Re: [HACKERS] GUC for cleanup indexes threshold. - Mailing list pgsql-hackers

From Kyotaro HORIGUCHI
Subject Re: [HACKERS] GUC for cleanup indexes threshold.
Date
Msg-id 20180319.144505.166111203.horiguchi.kyotaro@lab.ntt.co.jp
Whole thread Raw
In response to Re: [HACKERS] GUC for cleanup indexes threshold.  (Masahiko Sawada <sawada.mshk@gmail.com>)
Responses Re: [HACKERS] GUC for cleanup indexes threshold.  (Kyotaro HORIGUCHI <horiguchi.kyotaro@lab.ntt.co.jp>)
Re: [HACKERS] GUC for cleanup indexes threshold.  (Masahiko Sawada <sawada.mshk@gmail.com>)
Re: [HACKERS] GUC for cleanup indexes threshold.  (Alexander Korotkov <a.korotkov@postgrespro.ru>)
List pgsql-hackers
At Mon, 19 Mar 2018 11:12:58 +0900, Masahiko Sawada <sawada.mshk@gmail.com> wrote in
<CAD21AoAB8tQg9xwojupUJjKD=fMhtx6thDEPENDdhftVLWcR8A@mail.gmail.com>
> On Wed, Mar 14, 2018 at 9:25 PM, Alexander Korotkov
> <a.korotkov@postgrespro.ru> wrote:
> > On Wed, Mar 14, 2018 at 7:40 AM, Masahiko Sawada <sawada.mshk@gmail.com>
> > wrote:
> >>
> >> On Sat, Mar 10, 2018 at 3:40 AM, Alexander Korotkov
> >> <a.korotkov@postgrespro.ru> wrote:
> >> > On Fri, Mar 9, 2018 at 3:12 PM, Masahiko Sawada <sawada.mshk@gmail.com>
> >> > wrote:
> >> >>
> >> >> On Fri, Mar 9, 2018 at 8:43 AM, Alexander Korotkov
> >> >> <a.korotkov@postgrespro.ru> wrote:
> >> >> > 2) These parameters are reset during btbulkdelete() and set during
> >> >> > btvacuumcleanup().
> >> >>
> >> >> Can't we set these parameters even during btbulkdelete()? By keeping
> >> >> them up to date, we will able to avoid an unnecessary cleanup vacuums
> >> >> even after index bulk-delete.
> >> >
> >> >
> >> > We certainly can update cleanup-related parameters during
> >> > btbulkdelete().
> >> > However, in this case we would update B-tree meta-page during each
> >> > VACUUM cycle.  That may cause some overhead for non append-only
> >> > workloads.  I don't think this overhead would be sensible, because in
> >> > non append-only scenarios VACUUM typically writes much more of
> >> > information.
> >> > But I would like this oriented to append-only workload patch to be
> >> > as harmless as possible for other workloads.
> >>
> >> What overhead are you referring here? I guess the overhead is only the
> >> calculating the oldest btpo.xact. And I think it would be harmless.
> >
> >
> > I meant overhead of setting last_cleanup_num_heap_tuples after every
> > btbulkdelete with wal-logging of meta-page.  I bet it also would be
> > harmless, but I think that needs some testing.
> 
> Agreed.
> 
> After more thought, it might be too late but we can consider the
> possibility of another idea proposed by Peter. Attached patch
> addresses the original issue of index cleanups by storing the epoch
> number of page deletion XID into PageHeader->pd_prune_xid which is
> 4byte field.

Mmm. It seems to me that the story is returning to the
beginning. Could I try retelling the story?

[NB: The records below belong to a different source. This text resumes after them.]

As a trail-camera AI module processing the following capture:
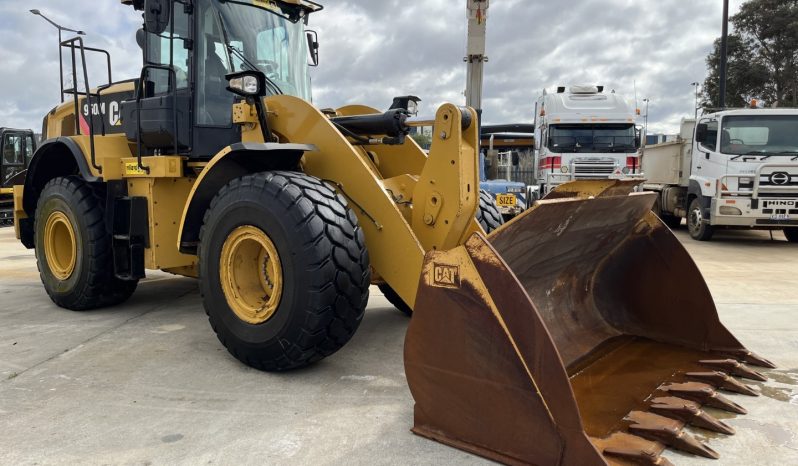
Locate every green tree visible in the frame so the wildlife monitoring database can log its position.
[703,0,798,108]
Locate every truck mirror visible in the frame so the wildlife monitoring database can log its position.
[144,0,172,34]
[306,31,319,66]
[695,123,709,143]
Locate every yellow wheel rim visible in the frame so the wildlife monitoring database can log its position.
[44,211,78,281]
[219,225,283,325]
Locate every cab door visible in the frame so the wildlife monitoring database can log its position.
[0,132,26,188]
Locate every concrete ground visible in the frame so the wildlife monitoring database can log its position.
[0,224,798,465]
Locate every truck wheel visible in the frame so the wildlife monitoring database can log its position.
[199,172,371,371]
[659,214,682,230]
[377,189,504,316]
[35,177,138,311]
[687,197,715,241]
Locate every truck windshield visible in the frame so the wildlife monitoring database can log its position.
[217,1,311,101]
[549,124,637,153]
[720,115,798,156]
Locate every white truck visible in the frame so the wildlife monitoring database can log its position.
[535,86,641,195]
[643,109,798,242]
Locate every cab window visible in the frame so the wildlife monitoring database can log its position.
[196,0,234,127]
[3,134,24,165]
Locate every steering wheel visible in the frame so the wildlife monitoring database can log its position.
[255,60,280,80]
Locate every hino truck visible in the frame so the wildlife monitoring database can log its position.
[535,86,641,195]
[643,109,798,242]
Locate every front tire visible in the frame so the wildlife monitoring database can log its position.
[377,189,504,317]
[34,176,138,311]
[687,197,715,241]
[200,172,371,371]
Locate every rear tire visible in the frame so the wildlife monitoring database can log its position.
[199,172,371,371]
[377,189,504,316]
[687,197,715,241]
[35,176,138,311]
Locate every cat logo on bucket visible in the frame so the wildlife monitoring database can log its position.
[432,264,460,288]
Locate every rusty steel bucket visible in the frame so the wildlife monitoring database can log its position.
[405,182,774,465]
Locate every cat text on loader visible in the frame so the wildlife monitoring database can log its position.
[14,0,771,465]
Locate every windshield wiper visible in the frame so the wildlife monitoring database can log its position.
[227,43,283,95]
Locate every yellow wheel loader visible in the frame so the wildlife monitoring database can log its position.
[13,0,772,465]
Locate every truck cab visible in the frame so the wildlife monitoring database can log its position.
[688,109,798,240]
[535,86,641,195]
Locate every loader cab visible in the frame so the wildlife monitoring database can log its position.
[122,0,316,159]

I understant that the initial problem was vacuum runs apparently
unnecessary full-scan on indexes many times. The reason for that
is the fact that a cleanup scan may leave some (or many under
certain condition) dead pages not-recycled but we don't know
whether a cleanup is needed or not. They will be staying left
forever unless we run additional cleanup-scans at the appropriate
timing.

(If I understand it correctly,) Sawada-san's latest proposal is
(fundamentally the same to the first one,) just skipping the
cleanup scan if the vacuum scan just before found that the number
of *live* tuples are increased. If there where many deletions and
insertions but no increase of total number of tuples, we don't
have a cleanup. Consequently it had a wraparound problem and it
is addressed in this version.

(ditto.) Alexander proposed to record the oldest xid of
recyclable pages in metapage (and the number of tuples at the
last cleanup). This prevents needless cleanup scan and surely
runs cleanups to remove all recyclable pages.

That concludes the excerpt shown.